I'm looking at the solution someone gave to me and I'm having a bit of trouble following one of the steps. This step in particular,
$\frac{1}{k}\frac{1}{v^2-\frac{mg}{k}}=\frac{1}{2k\sqrt{mg/k}}(\frac{1}{v-\sqrt{mg/k}}- \frac{1}{v+\sqrt{mg/k}})$. All letters are constants except for $v$. Any help is appreciated.
On
$$\frac{1}{k}\frac{1}{v^2-\frac{mg}{k}}=\frac{1}{k}\frac{1}{v+\sqrt\frac{mg}{k}}\frac{1}{v-\sqrt\frac{mg}{k}}=$$ $$\ =\frac{1}{k}(\frac{A}{v+\sqrt\frac{mg}{k}}+\frac{B}{v-\sqrt\frac{mg}{k}})$$ $$\text{now you bring every term in the brackets under a common denominator}$$ $$\text{so you get:}\begin{cases} A+B=0\\ -A+B= \sqrt\frac{k}{mg} \end{cases} \iff \begin{cases} A=-\frac{1}{2\sqrt\frac{mg}{k}}\\ B= \frac{1}{2\sqrt\frac{mg}{k}} \end{cases} $$
On
consider the right hand side we know that in general
$$\frac1a-\frac1b = \frac{b-a}{ab}$$
here $$a=v-\sqrt{mg/k} , b=v+\sqrt{mg/k}$$
therefore $$b-a = 2\sqrt{mg/k}$$
and since $$x^2-y^2=(x+y)(x-y)$$
therefore $$a*b = v^2-\frac{mg}k$$
and again $$\frac{b-a}{ab}=\frac{2\sqrt{mg/k}}{v^2-\frac{mg}k}$$ This value multiplied by $$\frac1{2k\sqrt{\frac{mg}k}}$$
provides you the left hand side.
Note that $$v^2 - \frac{mg}{k} = (v-\sqrt{mg/k})(v+\sqrt{mg/k})$$ So we can use partial fraction decomposition, which will result in the formula you posted.
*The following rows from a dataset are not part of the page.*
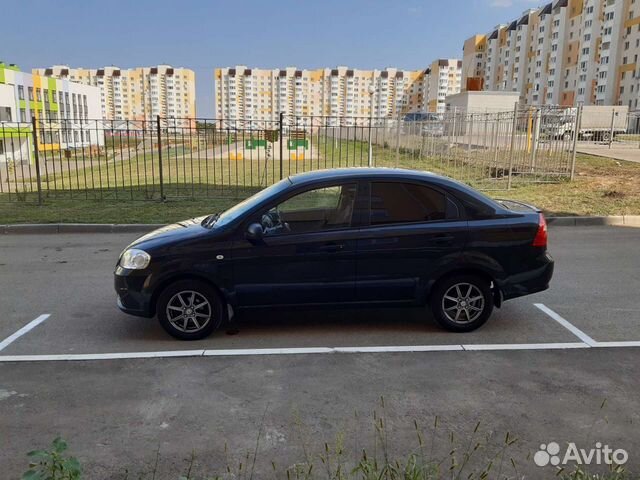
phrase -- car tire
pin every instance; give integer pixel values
(190, 309)
(462, 303)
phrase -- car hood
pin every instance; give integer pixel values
(186, 229)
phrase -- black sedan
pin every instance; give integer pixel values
(340, 237)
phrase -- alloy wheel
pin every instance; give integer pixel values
(189, 311)
(463, 303)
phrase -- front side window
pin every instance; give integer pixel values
(326, 208)
(393, 203)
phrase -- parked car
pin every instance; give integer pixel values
(340, 237)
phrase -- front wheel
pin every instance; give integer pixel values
(462, 303)
(190, 309)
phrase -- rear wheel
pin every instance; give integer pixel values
(462, 303)
(190, 309)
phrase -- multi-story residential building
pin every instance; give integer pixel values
(138, 93)
(565, 53)
(62, 110)
(443, 78)
(260, 95)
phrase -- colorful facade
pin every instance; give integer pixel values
(138, 93)
(62, 110)
(566, 53)
(259, 95)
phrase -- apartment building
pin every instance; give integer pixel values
(443, 78)
(259, 95)
(138, 93)
(62, 110)
(564, 53)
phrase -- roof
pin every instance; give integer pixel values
(367, 173)
(358, 172)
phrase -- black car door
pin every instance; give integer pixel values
(307, 254)
(413, 232)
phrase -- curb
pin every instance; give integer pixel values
(41, 228)
(30, 228)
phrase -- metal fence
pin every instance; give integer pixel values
(163, 159)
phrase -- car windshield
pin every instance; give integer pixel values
(237, 210)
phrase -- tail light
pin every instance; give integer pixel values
(540, 239)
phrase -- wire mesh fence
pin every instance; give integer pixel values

$$\frac{1}{k}\frac{1}{v^2-\frac{mg}{k}}=\frac{1}{k}\left(\frac{A}{v-\sqrt{mg/k}}+ \frac{B}{v+\sqrt{mg/k}}\right)$$
If you solve for $A, B$ as one does in partial fraction decomposition, you'll find that $$A =\frac 1{2\sqrt{(mg)/k}},\;B = -A$$
This gives us, as desired,
$$\frac{1}{k}\frac{1}{v^2-\frac{mg}{k}}=\frac{1}{2k\sqrt{\frac{mg}{k}}}\left(\frac{1}{v-\sqrt{\frac{mg}{k}}}-\frac{1}{v+\sqrt{\frac{mg}{k}}}\right)$$